It’s always a temptation to think we become free
by tearing down all fences.
It is simply not the case.
We are free, but only because we get to choose our fences.
God is not a coercive master.
God is a loving master who grants free will.
Nevertheless, God is still a master,
with a rightful claim on our lives.
We are not free from all obligations.

It’s not just Paul and other biblical writers
saying that fences are good things.
It’s really a common sense conclusion.
Knowing and respecting our boundaries, our limits,
gives us a sense of identity and security.
We can never truly be free,
unless we know who we are, and feel secure in that identity.
Show me someone who is confused about who they are,
confused about who they belong to,
confused about our perimeters,
and I’ll show you someone who is living in bondage,
who is losing a healthy sense of self and freedom.

You with me?
I’m guessing you are, because it makes perfect sense—
biblical sense, and common sense.
Now, I’m going to make the opposite point,
and see if you can all stay with me.

Boundaries are also not the be all and end all for the good life.
Boundaries, like freedom, can go to seed, and do bad things.
Boundaries can also lead to bondage,
when they consume all the attention and energy
of an individual or a group.
If we use up all our resources and vision
obsessing over the perimeter,
guarding and protecting the edges of our identity,
we will almost inevitably neglect tending to the center.
And by center, I mean the core of what defines who we are,
and who are called to become.
An emphasis on boundaries,
without a corresponding emphasis on the center,
also leads to a loss of freedom
to be who God intends us to be.

The journey to freedom involves finding a balance between
tending to the center and tending to boundaries.

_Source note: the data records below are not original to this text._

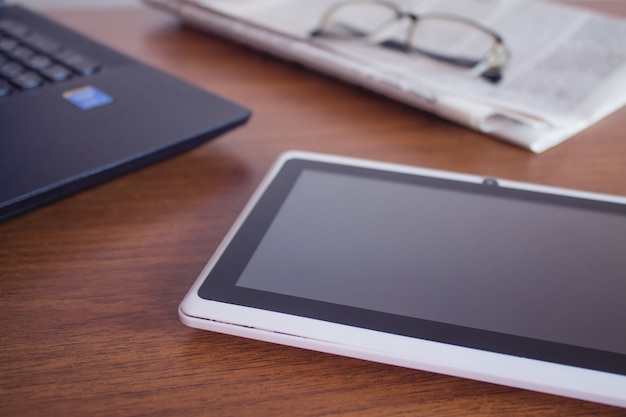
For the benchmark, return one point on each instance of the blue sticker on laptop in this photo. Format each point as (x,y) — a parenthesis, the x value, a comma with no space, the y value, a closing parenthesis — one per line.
(87,97)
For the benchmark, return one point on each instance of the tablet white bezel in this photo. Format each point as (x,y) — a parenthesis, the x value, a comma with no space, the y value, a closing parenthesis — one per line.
(570,381)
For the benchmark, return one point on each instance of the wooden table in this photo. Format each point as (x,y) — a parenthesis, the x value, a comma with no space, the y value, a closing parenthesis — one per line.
(89,286)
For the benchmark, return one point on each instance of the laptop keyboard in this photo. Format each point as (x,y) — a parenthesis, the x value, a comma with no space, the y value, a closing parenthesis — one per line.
(29,59)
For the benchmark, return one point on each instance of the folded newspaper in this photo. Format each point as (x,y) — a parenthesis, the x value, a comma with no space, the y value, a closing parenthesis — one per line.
(567,67)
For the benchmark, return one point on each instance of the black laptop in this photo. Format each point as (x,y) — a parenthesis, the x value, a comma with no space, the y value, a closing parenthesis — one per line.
(74,113)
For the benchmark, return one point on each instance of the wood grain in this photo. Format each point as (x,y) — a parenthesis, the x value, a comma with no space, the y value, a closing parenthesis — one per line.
(89,286)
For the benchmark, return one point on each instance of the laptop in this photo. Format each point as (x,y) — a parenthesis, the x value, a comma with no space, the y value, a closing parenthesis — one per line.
(74,113)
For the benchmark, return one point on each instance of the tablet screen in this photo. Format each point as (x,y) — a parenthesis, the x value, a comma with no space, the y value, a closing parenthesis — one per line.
(512,271)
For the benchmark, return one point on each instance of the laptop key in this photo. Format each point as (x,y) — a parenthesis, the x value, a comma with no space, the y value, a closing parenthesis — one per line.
(56,73)
(11,70)
(13,28)
(27,81)
(7,44)
(38,62)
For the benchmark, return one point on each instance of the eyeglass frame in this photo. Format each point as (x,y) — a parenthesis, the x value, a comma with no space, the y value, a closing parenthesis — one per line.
(489,67)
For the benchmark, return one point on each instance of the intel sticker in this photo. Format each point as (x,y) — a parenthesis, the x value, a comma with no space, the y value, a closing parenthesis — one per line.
(87,97)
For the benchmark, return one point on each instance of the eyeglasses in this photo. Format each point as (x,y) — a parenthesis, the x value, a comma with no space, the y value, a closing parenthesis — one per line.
(445,37)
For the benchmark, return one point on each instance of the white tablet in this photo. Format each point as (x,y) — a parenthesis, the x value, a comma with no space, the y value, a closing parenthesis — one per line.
(494,280)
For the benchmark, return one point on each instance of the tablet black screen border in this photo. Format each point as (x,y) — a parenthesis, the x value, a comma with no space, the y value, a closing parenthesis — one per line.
(220,284)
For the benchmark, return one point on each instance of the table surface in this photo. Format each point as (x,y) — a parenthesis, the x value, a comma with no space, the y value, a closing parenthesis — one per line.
(89,286)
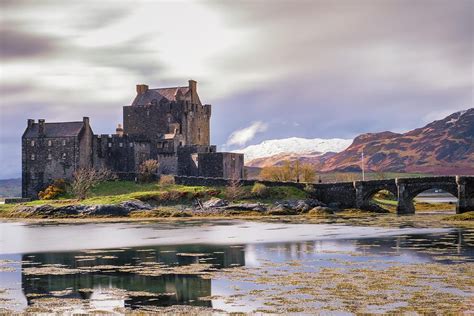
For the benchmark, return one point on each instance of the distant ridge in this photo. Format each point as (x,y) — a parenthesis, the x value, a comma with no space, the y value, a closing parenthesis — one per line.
(278,149)
(442,147)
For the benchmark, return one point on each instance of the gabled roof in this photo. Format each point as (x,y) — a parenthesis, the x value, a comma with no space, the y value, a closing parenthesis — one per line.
(62,129)
(159,94)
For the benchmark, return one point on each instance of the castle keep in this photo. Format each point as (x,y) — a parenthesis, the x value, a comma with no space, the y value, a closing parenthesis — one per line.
(170,125)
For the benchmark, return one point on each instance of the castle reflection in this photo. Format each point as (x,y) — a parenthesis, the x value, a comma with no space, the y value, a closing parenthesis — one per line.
(168,289)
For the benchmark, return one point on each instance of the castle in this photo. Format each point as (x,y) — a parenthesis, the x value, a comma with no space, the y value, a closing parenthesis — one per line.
(170,125)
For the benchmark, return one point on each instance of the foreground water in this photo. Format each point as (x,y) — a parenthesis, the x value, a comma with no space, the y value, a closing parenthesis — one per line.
(232,265)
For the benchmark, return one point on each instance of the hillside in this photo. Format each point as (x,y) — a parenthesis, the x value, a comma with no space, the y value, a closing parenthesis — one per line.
(10,188)
(443,147)
(275,151)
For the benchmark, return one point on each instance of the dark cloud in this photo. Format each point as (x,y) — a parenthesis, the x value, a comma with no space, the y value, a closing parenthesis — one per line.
(16,44)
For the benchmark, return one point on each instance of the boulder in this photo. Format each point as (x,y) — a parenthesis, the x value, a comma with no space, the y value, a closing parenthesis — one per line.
(258,207)
(134,205)
(215,202)
(372,207)
(281,209)
(106,210)
(301,206)
(321,211)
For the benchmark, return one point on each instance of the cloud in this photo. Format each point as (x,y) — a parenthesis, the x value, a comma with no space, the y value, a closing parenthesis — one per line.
(337,68)
(16,45)
(242,136)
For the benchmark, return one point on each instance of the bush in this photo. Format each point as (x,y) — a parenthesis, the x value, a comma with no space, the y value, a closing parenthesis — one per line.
(147,170)
(54,190)
(234,190)
(87,178)
(259,190)
(309,188)
(166,179)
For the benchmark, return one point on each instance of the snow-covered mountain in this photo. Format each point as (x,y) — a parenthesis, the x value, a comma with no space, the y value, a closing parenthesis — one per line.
(294,145)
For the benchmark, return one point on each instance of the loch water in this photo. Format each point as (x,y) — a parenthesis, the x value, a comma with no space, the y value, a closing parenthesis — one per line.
(105,266)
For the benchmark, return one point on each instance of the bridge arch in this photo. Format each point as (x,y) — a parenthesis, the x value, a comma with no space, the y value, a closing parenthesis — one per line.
(408,189)
(365,190)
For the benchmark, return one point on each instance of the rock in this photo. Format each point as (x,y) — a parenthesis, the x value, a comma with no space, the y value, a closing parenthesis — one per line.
(372,207)
(106,210)
(321,211)
(301,206)
(281,210)
(136,205)
(215,202)
(48,210)
(258,207)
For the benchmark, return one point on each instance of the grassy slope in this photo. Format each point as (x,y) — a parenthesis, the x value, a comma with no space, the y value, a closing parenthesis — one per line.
(120,191)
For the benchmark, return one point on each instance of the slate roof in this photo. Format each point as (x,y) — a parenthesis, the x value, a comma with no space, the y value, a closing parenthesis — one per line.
(158,94)
(62,129)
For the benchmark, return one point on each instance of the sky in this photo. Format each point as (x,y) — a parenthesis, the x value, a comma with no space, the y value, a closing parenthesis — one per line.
(271,69)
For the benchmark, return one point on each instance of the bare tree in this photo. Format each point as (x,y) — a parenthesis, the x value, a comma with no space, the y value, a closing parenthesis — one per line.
(234,189)
(87,178)
(147,170)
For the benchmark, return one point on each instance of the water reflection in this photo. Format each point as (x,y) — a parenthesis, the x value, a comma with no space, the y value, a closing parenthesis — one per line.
(99,281)
(167,290)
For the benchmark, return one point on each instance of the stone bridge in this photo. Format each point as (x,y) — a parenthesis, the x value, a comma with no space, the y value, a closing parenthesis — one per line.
(359,193)
(406,189)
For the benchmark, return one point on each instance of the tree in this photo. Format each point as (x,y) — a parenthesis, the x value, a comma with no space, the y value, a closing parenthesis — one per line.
(148,170)
(289,172)
(307,172)
(87,178)
(234,189)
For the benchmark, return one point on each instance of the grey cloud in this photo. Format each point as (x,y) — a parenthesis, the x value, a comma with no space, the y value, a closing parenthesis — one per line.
(16,44)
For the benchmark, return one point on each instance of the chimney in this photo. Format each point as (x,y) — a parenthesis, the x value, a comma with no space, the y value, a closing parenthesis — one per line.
(193,88)
(142,88)
(119,130)
(41,127)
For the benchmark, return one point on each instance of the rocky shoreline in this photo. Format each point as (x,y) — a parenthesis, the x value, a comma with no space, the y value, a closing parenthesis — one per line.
(214,206)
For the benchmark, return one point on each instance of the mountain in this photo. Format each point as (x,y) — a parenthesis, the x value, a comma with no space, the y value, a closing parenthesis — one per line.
(275,151)
(442,147)
(10,188)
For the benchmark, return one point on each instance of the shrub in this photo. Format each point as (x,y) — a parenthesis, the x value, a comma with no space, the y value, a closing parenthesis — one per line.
(166,179)
(147,170)
(259,190)
(234,190)
(87,178)
(54,190)
(309,188)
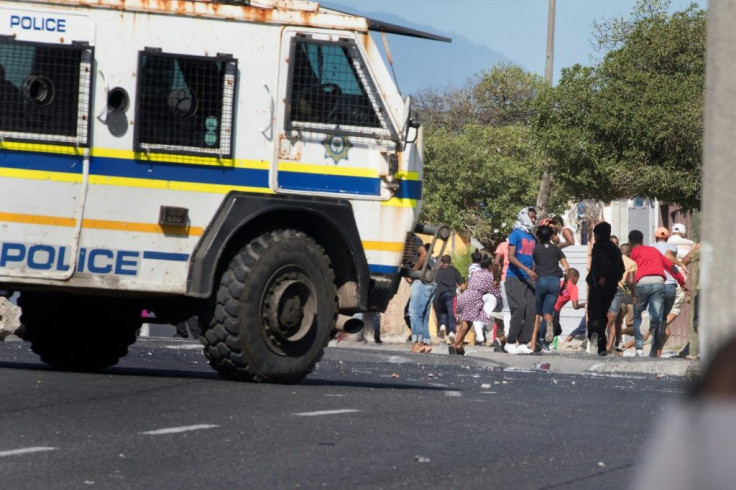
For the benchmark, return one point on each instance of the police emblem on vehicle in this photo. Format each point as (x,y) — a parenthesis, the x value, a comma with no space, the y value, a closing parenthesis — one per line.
(337,147)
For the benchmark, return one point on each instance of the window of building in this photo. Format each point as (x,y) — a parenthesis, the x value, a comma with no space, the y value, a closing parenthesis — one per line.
(329,89)
(45,92)
(185,104)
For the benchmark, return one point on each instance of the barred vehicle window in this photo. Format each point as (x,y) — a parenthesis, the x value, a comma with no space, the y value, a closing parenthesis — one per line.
(185,104)
(329,88)
(45,92)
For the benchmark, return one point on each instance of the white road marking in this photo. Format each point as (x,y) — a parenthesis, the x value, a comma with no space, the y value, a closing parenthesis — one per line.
(326,412)
(176,430)
(26,450)
(184,346)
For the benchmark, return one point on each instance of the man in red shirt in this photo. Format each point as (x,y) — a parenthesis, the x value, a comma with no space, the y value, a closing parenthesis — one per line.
(647,286)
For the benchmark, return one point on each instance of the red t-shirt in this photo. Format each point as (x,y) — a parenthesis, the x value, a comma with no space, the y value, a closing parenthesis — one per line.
(651,262)
(570,293)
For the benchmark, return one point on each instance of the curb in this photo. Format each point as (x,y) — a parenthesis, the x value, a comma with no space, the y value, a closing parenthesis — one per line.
(560,362)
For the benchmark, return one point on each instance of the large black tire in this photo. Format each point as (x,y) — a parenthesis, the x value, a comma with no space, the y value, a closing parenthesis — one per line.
(276,307)
(78,333)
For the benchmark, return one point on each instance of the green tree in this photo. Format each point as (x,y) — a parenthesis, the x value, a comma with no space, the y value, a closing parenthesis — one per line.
(478,179)
(632,126)
(481,165)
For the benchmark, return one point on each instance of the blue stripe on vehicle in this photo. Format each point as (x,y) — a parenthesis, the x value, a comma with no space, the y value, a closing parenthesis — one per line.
(203,174)
(383,269)
(329,183)
(165,256)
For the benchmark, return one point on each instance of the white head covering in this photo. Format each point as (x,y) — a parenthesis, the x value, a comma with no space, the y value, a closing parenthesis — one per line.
(523,222)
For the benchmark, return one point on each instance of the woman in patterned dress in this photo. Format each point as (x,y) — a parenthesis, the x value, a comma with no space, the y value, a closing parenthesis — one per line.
(470,303)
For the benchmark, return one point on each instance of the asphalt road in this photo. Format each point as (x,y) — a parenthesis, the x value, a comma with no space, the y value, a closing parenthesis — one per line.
(363,419)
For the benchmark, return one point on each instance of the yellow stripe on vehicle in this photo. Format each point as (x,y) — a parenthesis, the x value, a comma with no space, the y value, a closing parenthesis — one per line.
(174,185)
(37,220)
(308,168)
(397,202)
(384,246)
(41,175)
(94,224)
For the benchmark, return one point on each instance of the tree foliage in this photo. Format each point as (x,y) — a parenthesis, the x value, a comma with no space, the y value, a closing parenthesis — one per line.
(633,125)
(502,96)
(481,165)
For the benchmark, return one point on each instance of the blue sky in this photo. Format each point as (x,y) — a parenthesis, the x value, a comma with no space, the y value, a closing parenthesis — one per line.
(515,28)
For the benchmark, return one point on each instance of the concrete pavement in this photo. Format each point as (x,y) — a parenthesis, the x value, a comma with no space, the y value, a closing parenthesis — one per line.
(570,359)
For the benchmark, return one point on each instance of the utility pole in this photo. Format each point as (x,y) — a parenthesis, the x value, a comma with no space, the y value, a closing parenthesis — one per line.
(717,269)
(546,183)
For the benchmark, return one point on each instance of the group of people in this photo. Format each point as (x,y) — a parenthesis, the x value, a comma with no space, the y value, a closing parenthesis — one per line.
(525,283)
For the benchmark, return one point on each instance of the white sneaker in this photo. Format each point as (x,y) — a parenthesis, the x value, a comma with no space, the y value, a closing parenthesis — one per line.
(510,348)
(523,349)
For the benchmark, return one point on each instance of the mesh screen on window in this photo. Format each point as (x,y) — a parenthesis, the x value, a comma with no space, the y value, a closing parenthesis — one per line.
(185,104)
(44,92)
(328,86)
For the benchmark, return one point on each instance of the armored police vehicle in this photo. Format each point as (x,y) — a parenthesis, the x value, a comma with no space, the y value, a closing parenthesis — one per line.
(252,163)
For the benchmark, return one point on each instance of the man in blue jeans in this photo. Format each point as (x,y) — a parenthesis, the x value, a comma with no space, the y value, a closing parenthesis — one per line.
(419,305)
(648,290)
(448,279)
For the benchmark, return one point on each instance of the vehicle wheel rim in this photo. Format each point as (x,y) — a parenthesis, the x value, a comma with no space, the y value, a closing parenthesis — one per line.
(289,308)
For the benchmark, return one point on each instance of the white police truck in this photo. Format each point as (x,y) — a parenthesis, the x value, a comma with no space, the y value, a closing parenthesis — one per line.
(252,163)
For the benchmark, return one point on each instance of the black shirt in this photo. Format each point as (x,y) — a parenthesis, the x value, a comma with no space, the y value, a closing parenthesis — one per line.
(546,260)
(447,279)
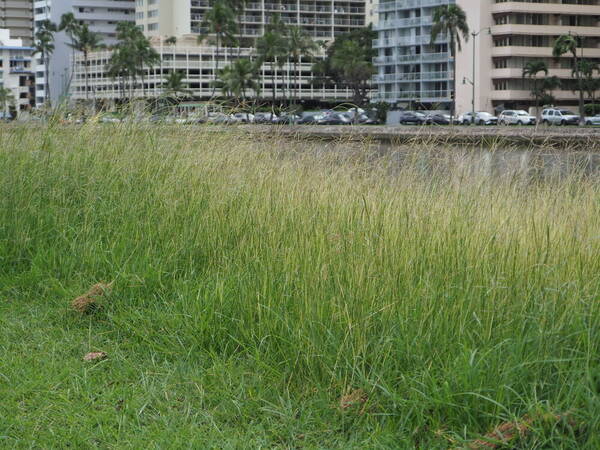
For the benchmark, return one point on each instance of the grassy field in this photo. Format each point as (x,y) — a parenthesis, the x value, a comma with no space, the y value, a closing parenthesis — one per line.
(265,297)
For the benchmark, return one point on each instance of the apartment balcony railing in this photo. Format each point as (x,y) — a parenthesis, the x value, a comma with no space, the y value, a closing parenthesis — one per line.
(398,5)
(425,57)
(416,76)
(404,23)
(414,95)
(408,41)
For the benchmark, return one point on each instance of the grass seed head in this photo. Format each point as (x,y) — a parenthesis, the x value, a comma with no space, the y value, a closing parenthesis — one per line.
(89,301)
(95,356)
(356,397)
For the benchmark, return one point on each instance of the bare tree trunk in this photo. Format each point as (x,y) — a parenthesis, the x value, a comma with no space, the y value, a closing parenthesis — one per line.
(47,76)
(87,77)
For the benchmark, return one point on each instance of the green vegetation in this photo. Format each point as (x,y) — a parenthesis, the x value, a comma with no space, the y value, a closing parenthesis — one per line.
(450,21)
(258,281)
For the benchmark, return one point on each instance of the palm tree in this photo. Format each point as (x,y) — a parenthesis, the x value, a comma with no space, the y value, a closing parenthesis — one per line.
(44,44)
(70,26)
(300,44)
(220,21)
(132,54)
(6,99)
(238,77)
(590,84)
(272,48)
(531,70)
(86,41)
(568,43)
(451,21)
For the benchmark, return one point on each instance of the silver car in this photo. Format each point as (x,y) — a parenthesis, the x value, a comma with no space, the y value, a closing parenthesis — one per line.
(553,116)
(516,117)
(593,120)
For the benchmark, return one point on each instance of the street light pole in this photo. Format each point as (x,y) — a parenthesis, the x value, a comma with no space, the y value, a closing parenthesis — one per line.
(474,34)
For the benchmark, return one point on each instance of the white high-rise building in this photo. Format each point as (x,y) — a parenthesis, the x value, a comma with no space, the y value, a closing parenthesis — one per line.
(410,70)
(16,73)
(101,16)
(323,20)
(17,17)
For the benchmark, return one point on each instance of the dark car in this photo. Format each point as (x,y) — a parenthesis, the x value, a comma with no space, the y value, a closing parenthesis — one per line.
(409,117)
(336,118)
(312,119)
(288,119)
(262,117)
(436,119)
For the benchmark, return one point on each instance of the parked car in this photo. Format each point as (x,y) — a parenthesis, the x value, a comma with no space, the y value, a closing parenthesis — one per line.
(552,116)
(412,118)
(437,119)
(516,117)
(312,119)
(265,118)
(217,117)
(243,117)
(483,118)
(593,120)
(288,119)
(466,118)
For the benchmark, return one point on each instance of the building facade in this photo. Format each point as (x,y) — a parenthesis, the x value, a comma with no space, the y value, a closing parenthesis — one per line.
(101,16)
(17,17)
(182,19)
(519,32)
(16,73)
(322,19)
(198,63)
(411,71)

Does this sound vaguely relevant
to current tensions across the Mennonite family of faith?
I hope it does.
I can hardly turn to any text for preaching these days,
and not read them through the lens of our current context.
So let’s think a little about this text, and our context.

We can all agree, quite easily I think,
that good fences are necessary
for healthy self-definition
and healthy sense of freedom.
Where we disagree often,
is not only where the fences should lie,
but how we want those fences to function,
how high and wide and penetrable they must be,
and who gets the right to determine where they lie.

Different groups, different Christian faith traditions,
have very different understandings on basic questions of
who has authority to erect the fences, and maintain them,
and how much fence-crossing is permitted,
before our health and freedom is threatened.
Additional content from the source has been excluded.